Prognostic factors evaluated for the DLCL group in this study included age, stage, LDH level, IPI score, spinal cord compression and treatment. The presence of pathological fracture or spinal cord compression did not have an impact on PFS or OS. Unlike nodal DLBC, stage IIE disease in primary DLCL of bone appears to have a similar outcome to stage IV. Other studies have failed to show a survival difference between stages IE and IIE, but their results were confounded by small numbers [5]. In our study, patients with IPI scores 0–1 and 2–3 had similar outcomes which was markedly better compared with IPI scores 4–5. Multivariate analysis of prognostic factors identified three distinct groups, those with age <60 years with IPI 1–3 (n = 43), age 60 with IPI 0–3 (n = 23) and age 60 with IPI 4–5 (n = 33) with markedly different 5-year OS of 90%, 61% and 25%, respectively (P < 0.00001).
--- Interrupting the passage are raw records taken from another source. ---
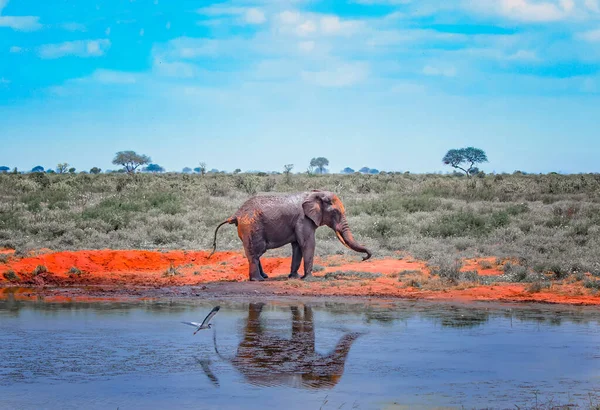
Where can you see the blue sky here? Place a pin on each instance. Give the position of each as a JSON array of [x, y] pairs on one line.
[[256, 84]]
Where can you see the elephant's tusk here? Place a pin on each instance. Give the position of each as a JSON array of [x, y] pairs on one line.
[[342, 240]]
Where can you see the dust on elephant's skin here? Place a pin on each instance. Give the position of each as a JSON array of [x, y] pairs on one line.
[[271, 221]]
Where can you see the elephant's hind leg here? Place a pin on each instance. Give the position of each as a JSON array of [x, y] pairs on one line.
[[262, 272], [296, 259], [255, 269]]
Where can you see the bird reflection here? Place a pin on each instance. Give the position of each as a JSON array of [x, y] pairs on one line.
[[267, 360], [205, 364]]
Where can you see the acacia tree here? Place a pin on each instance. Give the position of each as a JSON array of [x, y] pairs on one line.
[[201, 169], [459, 158], [320, 163], [130, 160], [287, 171], [62, 168], [154, 168]]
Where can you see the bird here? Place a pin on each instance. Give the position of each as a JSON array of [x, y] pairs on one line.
[[204, 324]]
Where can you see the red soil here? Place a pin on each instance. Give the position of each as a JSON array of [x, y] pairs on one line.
[[139, 268]]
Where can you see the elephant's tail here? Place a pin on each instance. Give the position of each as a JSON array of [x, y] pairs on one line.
[[232, 220]]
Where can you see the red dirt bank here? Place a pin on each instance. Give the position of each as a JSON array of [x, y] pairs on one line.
[[138, 268]]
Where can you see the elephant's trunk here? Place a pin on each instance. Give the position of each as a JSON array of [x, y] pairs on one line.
[[343, 233]]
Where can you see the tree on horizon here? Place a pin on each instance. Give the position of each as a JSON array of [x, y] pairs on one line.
[[471, 156], [130, 160]]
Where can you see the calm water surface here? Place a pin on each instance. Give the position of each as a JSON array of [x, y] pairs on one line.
[[295, 355]]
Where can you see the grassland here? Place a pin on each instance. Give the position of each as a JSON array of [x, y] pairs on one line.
[[546, 224]]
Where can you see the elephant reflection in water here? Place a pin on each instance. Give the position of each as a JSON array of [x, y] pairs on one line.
[[268, 360]]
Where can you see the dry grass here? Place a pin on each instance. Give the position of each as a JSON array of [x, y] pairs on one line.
[[550, 224]]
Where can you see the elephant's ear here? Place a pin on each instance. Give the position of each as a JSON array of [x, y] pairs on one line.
[[313, 207]]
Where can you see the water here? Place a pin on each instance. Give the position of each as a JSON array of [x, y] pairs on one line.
[[296, 355]]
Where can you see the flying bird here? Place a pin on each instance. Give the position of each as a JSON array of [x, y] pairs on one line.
[[204, 324]]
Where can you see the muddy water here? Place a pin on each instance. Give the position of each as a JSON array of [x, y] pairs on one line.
[[295, 355]]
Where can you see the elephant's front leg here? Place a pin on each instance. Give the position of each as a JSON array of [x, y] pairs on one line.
[[296, 259], [262, 272], [308, 254]]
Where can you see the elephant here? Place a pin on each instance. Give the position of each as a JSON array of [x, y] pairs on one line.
[[267, 360], [272, 221]]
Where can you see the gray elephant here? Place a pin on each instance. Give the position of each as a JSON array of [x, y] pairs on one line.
[[271, 221], [268, 360]]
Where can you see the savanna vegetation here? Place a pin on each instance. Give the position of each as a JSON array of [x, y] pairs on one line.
[[546, 224]]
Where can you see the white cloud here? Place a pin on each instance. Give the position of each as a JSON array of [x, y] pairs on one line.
[[523, 55], [289, 17], [306, 46], [524, 10], [255, 16], [80, 48], [113, 77], [245, 15], [592, 36], [382, 2], [19, 23], [187, 48], [593, 5], [308, 24], [342, 75], [74, 27], [448, 71], [175, 69]]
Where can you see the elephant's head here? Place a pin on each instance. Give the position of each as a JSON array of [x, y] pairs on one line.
[[325, 208]]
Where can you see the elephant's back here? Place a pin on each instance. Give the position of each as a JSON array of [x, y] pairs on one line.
[[261, 203]]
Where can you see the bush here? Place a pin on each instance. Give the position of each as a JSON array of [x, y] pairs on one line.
[[39, 270], [11, 276], [172, 271], [461, 223]]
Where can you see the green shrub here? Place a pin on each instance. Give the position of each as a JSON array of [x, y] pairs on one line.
[[172, 271], [11, 276], [39, 270], [461, 223]]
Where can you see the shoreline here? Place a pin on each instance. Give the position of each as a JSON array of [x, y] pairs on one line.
[[142, 274]]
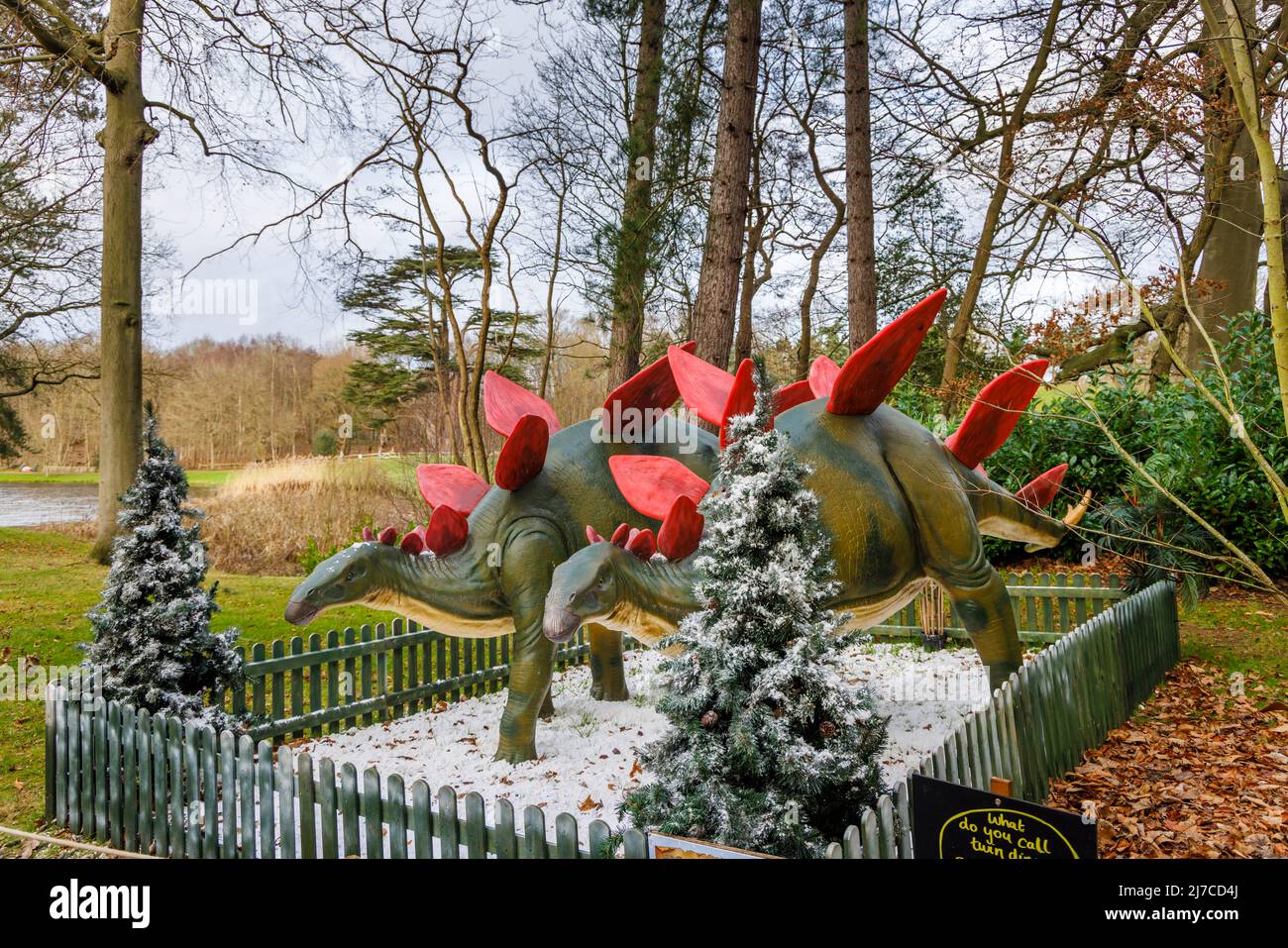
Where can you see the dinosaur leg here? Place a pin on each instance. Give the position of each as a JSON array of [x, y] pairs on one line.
[[606, 674], [528, 561], [952, 554], [986, 610]]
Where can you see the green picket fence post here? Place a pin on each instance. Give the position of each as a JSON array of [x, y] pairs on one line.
[[308, 805], [329, 809], [284, 788], [449, 824], [373, 815], [267, 817], [506, 836], [395, 814], [421, 820], [228, 794], [246, 833], [349, 809]]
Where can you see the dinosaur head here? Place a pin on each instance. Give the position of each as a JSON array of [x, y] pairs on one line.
[[351, 576], [588, 586]]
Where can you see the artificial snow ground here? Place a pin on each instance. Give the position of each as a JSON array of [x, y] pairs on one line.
[[589, 749]]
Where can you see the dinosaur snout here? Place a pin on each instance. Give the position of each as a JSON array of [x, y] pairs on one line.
[[561, 622], [300, 613]]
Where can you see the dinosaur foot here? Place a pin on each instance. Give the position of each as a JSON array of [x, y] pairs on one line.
[[515, 753], [1000, 674], [609, 690]]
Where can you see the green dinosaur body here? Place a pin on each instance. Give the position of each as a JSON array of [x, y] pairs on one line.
[[901, 510], [496, 583]]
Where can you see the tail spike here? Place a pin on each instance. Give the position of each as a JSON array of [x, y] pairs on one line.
[[652, 386], [995, 412], [642, 544], [876, 368], [1042, 489], [413, 543], [505, 403], [452, 484], [523, 454], [790, 395], [822, 376], [682, 530], [446, 532], [651, 483], [741, 399], [704, 388]]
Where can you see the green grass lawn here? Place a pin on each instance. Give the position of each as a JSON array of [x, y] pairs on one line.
[[196, 478], [47, 586], [1244, 634]]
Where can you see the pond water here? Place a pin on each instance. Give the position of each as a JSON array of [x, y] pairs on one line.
[[30, 505]]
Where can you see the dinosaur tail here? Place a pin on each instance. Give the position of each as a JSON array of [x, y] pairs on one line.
[[1001, 514]]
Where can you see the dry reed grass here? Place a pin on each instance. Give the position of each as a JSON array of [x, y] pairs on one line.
[[266, 517]]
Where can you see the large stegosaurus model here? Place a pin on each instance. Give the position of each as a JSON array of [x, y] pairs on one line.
[[481, 567], [901, 506]]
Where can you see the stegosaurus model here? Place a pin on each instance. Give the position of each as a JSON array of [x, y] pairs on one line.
[[901, 506], [482, 565]]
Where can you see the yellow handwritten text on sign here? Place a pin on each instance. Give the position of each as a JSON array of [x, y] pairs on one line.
[[1004, 835]]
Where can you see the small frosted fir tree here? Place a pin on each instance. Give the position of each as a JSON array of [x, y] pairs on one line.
[[769, 749], [153, 642]]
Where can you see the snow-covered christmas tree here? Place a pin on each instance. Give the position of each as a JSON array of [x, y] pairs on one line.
[[769, 749], [153, 642]]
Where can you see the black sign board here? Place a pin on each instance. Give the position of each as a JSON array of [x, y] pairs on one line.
[[953, 822]]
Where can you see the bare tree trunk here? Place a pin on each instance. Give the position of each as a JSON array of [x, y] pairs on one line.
[[1228, 272], [1229, 268], [758, 218], [125, 136], [631, 270], [550, 294], [1233, 44], [861, 257], [721, 257], [1003, 183]]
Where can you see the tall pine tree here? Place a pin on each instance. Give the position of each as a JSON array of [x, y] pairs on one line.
[[153, 642], [769, 749]]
Before chemotherapy became available, the initial treatment of PBL was irradiation or surgery. Several studies have established that combination chemotherapy plus irradiation is superior to irradiation alone [5, 10]. Now that highly effective chemotherapy is available for DLBCL, it is reasonable to re-examine the role of irradiation. In our study, patients with advanced-stage disease who received chemotherapy plus irradiation actually had a poorer outcome compared with those who received chemotherapy alone (10-year OS were 25% and 56%, respectively). However, this difference must be very cautiously interpreted because the decision to use irradiation was individualized. It is possible that patients with more biologically aggressive disease were more likely to receive irradiation, obscuring its impact. This individualization of treatment precludes definitive interpretation of the role of radiation treatment of lymphoma of the bone in our series.
The introduction of rituximab since March 2001 has been accompanied by a remarkable improvement in the PFS for patients with primary DLCL of bone compared with those treated earlier without rituximab (3-year PFS 88% versus 52%). Although the median follow-up is only 28 months, this is similar to reports for DLBCL in general and suggests a real improvement in the outcome of this condition [16, 20].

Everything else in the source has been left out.